I like slightly-sweet tea, as in a little sugar with my tea as opposed to a little tea with my sugar.
I love any kind of barbecue - pulled pork, brisket, ribs, saucy, dry rub, just bring it on!
I grew up in Chicago surrounded by black people whose families were from Mississippi and Louisiana (since that’s how the railroads ran). I got used to cakey cornbread, but when I make it myself, I do a coarse, crunchy skillet bread. We never use anything but cornbread in stuffing/dressing.
i’m no use in cornbread debates, though. I have never been served fresh, hot cornbread that I didn’t like. I always choose it over a biscuit in any southern restaurant, even at breakfast.
Lived in south all my life and love all forms of cornbread. Even Jiffy mix has it’s place every now and then. My favorite (especially now that I have to be Gluten Free) is old school just cornmeal, made with buttermilk. To really be good the cast iron pan needs a layer of bacon grease, not butter. But most recipes I see have some flour also. Funny thing about article is that “sweet recipe” just had 2 Tablespoons of sugar - really not that sweet. The GF mix I use has several options based on how sweet you want it and the cake like version has more like a half a cup. I seldom make that.
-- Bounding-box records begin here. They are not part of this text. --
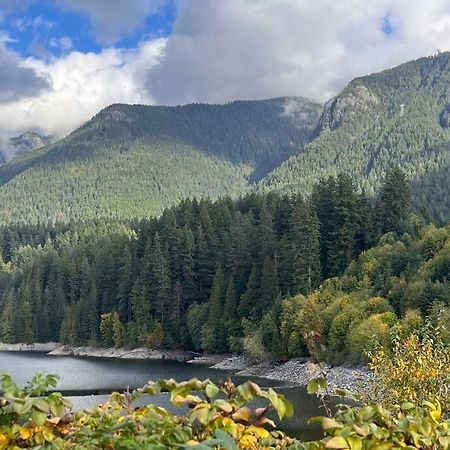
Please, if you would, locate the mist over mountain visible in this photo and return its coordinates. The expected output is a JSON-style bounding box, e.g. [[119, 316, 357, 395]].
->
[[0, 97, 322, 223], [0, 131, 56, 164], [261, 52, 450, 221]]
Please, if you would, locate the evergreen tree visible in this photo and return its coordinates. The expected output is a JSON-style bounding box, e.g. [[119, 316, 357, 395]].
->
[[376, 168, 411, 234], [202, 267, 226, 353]]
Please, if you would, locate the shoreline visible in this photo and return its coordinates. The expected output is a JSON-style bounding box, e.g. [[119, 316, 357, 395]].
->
[[0, 342, 372, 391]]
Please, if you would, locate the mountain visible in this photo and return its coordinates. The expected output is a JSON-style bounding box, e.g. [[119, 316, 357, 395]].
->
[[0, 97, 322, 223], [9, 131, 55, 155], [260, 53, 450, 221], [0, 131, 55, 164]]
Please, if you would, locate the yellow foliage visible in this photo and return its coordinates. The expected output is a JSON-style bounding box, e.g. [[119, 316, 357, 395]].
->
[[369, 327, 450, 411]]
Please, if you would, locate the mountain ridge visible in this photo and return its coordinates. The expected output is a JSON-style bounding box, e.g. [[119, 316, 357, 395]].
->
[[0, 97, 321, 223]]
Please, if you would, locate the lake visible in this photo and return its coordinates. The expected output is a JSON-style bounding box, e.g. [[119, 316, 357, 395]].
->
[[0, 352, 336, 438]]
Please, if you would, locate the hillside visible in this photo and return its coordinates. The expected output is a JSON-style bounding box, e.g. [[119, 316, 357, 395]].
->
[[0, 98, 321, 223], [261, 53, 450, 222]]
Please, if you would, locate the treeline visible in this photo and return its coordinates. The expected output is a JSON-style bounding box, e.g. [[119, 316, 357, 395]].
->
[[250, 225, 450, 363], [260, 52, 450, 224], [0, 98, 321, 224], [0, 170, 417, 357]]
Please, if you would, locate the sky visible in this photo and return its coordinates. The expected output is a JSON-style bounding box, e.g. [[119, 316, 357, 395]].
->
[[0, 0, 450, 138]]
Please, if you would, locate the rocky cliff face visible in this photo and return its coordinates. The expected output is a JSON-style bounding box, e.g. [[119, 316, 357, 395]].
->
[[320, 80, 380, 133]]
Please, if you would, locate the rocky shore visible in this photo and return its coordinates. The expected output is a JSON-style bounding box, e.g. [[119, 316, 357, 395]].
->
[[0, 342, 61, 353], [0, 342, 371, 391], [48, 345, 193, 362], [210, 356, 372, 391]]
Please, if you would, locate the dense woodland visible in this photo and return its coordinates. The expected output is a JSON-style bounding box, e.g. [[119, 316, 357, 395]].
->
[[0, 52, 450, 224], [261, 52, 450, 223], [0, 98, 321, 224], [0, 170, 440, 366]]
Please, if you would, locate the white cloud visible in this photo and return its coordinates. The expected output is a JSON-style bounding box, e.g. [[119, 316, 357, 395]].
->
[[57, 0, 165, 45], [49, 36, 73, 52], [0, 39, 164, 135], [0, 0, 450, 139], [0, 33, 50, 103], [148, 0, 450, 104]]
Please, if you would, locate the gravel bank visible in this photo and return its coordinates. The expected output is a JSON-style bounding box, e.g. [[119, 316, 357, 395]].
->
[[0, 342, 61, 353], [0, 342, 371, 391], [48, 345, 192, 362], [211, 356, 372, 390]]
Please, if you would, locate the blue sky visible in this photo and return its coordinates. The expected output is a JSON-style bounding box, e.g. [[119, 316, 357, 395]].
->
[[0, 0, 450, 144], [0, 0, 176, 58]]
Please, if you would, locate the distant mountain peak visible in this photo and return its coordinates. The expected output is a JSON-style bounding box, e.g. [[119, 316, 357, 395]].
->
[[0, 131, 56, 162]]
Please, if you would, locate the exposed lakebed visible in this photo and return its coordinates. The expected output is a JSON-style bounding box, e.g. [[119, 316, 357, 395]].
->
[[0, 352, 344, 437]]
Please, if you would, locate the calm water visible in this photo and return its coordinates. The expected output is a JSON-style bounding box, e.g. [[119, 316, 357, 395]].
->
[[0, 352, 334, 438]]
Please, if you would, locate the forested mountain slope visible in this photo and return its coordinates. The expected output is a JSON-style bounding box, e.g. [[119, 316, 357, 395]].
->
[[0, 98, 321, 223], [261, 53, 450, 221], [0, 172, 418, 352]]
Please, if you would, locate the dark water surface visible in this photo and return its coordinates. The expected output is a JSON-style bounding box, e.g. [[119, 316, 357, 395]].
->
[[0, 352, 334, 438]]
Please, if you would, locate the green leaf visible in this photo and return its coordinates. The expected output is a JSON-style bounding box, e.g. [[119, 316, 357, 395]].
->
[[325, 436, 349, 449], [205, 383, 219, 398], [214, 428, 237, 450], [31, 408, 47, 427]]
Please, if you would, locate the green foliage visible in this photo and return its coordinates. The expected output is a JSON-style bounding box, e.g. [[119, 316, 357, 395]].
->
[[0, 98, 321, 224], [247, 221, 450, 366], [260, 52, 450, 223], [0, 375, 294, 450], [300, 401, 450, 450], [0, 374, 71, 450], [369, 320, 450, 413]]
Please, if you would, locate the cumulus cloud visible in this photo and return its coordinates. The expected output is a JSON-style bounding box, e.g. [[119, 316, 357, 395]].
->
[[0, 0, 450, 138], [148, 0, 450, 104], [0, 35, 50, 103], [0, 39, 164, 135], [57, 0, 165, 45]]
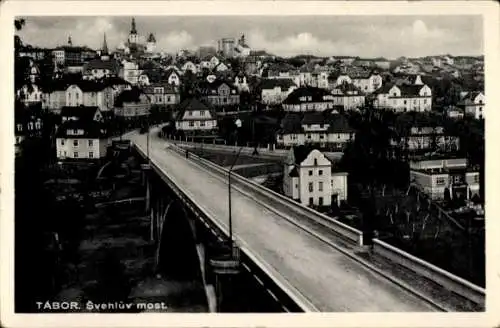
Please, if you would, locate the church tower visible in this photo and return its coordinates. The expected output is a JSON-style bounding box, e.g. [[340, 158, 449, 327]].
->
[[128, 18, 139, 45], [146, 33, 156, 53], [101, 33, 109, 60]]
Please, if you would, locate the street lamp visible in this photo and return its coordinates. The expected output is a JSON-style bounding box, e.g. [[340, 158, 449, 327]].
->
[[227, 119, 243, 254]]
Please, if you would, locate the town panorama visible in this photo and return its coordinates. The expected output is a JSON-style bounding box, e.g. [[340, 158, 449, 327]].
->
[[15, 17, 486, 313]]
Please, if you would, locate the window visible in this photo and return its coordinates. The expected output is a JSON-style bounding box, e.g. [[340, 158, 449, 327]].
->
[[436, 178, 446, 185]]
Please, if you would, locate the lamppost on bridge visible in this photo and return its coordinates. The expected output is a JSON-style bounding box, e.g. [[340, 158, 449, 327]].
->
[[227, 119, 243, 252]]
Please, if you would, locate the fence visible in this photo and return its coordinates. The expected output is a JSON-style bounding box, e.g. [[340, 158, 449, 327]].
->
[[373, 238, 486, 308]]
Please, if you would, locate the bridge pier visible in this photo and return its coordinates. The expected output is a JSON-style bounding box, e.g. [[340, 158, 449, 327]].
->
[[209, 247, 240, 312]]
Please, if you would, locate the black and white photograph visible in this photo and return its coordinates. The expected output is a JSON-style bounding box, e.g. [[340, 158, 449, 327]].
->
[[2, 2, 498, 325]]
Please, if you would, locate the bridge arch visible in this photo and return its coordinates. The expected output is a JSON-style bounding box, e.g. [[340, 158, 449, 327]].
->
[[157, 200, 201, 281]]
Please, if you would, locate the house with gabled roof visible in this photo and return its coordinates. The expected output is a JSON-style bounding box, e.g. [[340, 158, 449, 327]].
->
[[332, 83, 365, 111], [83, 59, 120, 80], [61, 106, 104, 123], [257, 79, 298, 105], [56, 120, 109, 161], [175, 98, 217, 136], [373, 78, 432, 112], [458, 91, 486, 120], [42, 79, 69, 114], [165, 68, 181, 86], [283, 146, 347, 207], [390, 112, 460, 153], [66, 80, 113, 111], [283, 87, 334, 112], [114, 87, 151, 120], [276, 111, 356, 151], [198, 79, 240, 107], [144, 83, 181, 106]]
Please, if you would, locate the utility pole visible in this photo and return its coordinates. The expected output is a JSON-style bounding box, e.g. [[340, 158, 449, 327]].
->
[[227, 141, 243, 252]]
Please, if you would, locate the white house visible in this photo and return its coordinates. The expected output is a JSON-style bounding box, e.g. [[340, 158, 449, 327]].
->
[[259, 79, 297, 105], [120, 60, 141, 85], [283, 87, 334, 112], [42, 80, 68, 114], [83, 59, 120, 80], [175, 98, 217, 135], [374, 84, 432, 112], [17, 84, 43, 106], [332, 83, 365, 110], [181, 60, 198, 74], [166, 69, 181, 86], [61, 106, 104, 123], [352, 73, 382, 94], [410, 158, 480, 199], [56, 120, 109, 160], [144, 83, 180, 106], [283, 146, 347, 206], [276, 112, 355, 151], [460, 91, 486, 120], [66, 81, 113, 111]]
Obviously to make Thanksgiving dressing, I do a making of cornbread with 0 sugar. Also love corn sticks made in the cast iron pan shaped like ears of corn - very crispy. Again, there’s no bad form of cornbread.
Vinegar/pepper BBQ is also the prevalent sauce in Pee Dee region of SC. I spent most of my life there and is my favorite. But also like more tomato-y sauce and mustard based sauce from midlands area.
Love sweet tea, but mostly given it up for water. Unsweetened tea = bleh.
For the first time in my life I made and ate cornbread pudding for Thanksgiving this year. Certainly not the healthiest dish of my life. Hardest part was figuring out where creamed corn was in the grocery store - canned veggies, bottom row.
After going to Memphis I have to say I prefer their bbq to NC, but I do still love Hersey’s on our way through.
You also know where you are geographically by the iced tea - in the south they assume sweet, in the north they assume unsweet, in the middle it can go either way. When hubby asked for unsweet tea in an Alabama they had to actually go make some because no one ever gets it like that for them to make a pitcher.
Wonder if hushpuppies follow the same divide - I’ve had them anywhere from sweet, to mostly flour to more cornmeal like a little ball of fried cornbread.
Also, my grandmother use to make cornbread batter but fry them up like little pancakes - very crispy edges and fast.
Again, I can go several ways with hushpuppies. There’s something traditional about savory ones with bit of onion. But also had a love for plain ones that you put honey butter on. Sadly with celiac I haven’t had either in a while since I’d have to make them myself
@scmom12 Those pancakes with lacey edges. Definitely Johnnycakes. Modern recipe from Rhode Island and we still have the grist mill that grinds white, yellow, red and blue corn into meal and flour. We are friends with the mill owners. RI is claiming this masterpiece. Thank you. Our southern friends can claim hushpuppies. Another brilliant recipe. We won’t argue that those are corn fritters. All yours.
@snowball city, D1 has lived in Chapel Hill, and now Durham, for 7 years, (with a short stint in the middle to live in a northwest state) between undergrad and her Ph.D studies. She has become a traitor to her Texas roots and now embraces the vinegar BBQ sauce with much gusto. We are going to smoke a brisket while she’s home. I just ordered the Whole Hog vinegar sauce to surprise her. Crossing fingers it meets with her approval. Thanks for the tip.